The Probabilistic Annotation server supports the following configuration variables:

  • default_url: The default URL for this server's service endpoint.
  • cdmi_url: URL for the central data model interface service endpoint. The CDMI service is used to build the static database files.
  • shock_url: URL for the Shock service endpoint. The Shock service is used to store the static database files in a common location.
  • workspace_url: URL for the Workspace service endpoint. The Workspace service is used to store typed objects created by the service.
  • fbamodeling_url: URL for the FBA Modeling service endpoint. The FBA Modeling service is used to map roles to reactions when using model templates.
  • userandjobstate_url: URL of the User and Job State service endpoint. The UJS service is used to manage the jobs that create ProbAnno typed objects.
  • work_folder_path: Path to work folder containing sub-folders for running service. requests. The intermediate files created by the annotate() and calculate() methods are stored in this location.
  • data_folder_path: Path to data folder containing static database files.
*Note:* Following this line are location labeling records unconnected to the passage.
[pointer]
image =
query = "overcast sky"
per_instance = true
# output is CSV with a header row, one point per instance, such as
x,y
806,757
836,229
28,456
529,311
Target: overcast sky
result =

A server can use different static database files by using different locations.
  • load_data_option: Control how static database files are handled when starting service. Valid values are "shock" to load static files from Shock or 'preload' to use preloaded static database files.
  • separator: Character string not found in any roles and used as separator between elements in lists. Default value is '///'.
  • dilution_percent: Percentage of the maximum likelihood to use as a threshold to consider other genes as having a particular function aside from the one with greatest likelihood. Default value is 80.
  • pseudo_count: Value used to dilute the likelihoods of annotations for annotations with weak homology to the query. Default value is 40.
  • search_program: Search program for getting log scores of query genes in organism against all genes in high-confidence gene annotation database. Valid values are "blastp" or "usearch". Default value is "blastp".
  • search_program_path: Path to search program. Use a fully-qualified path name.
  • blast_threads: Number of threads to use when running search program.
  • search_program_evalue: Value to use for the search program -evalue parameter. Default value is "1E-5".
  • usearch_accel: Value to use for the -accel parameter of usearch program. The value is a number between 0 and 1 that tunes search speed against sensitivity. Default value is 0.33.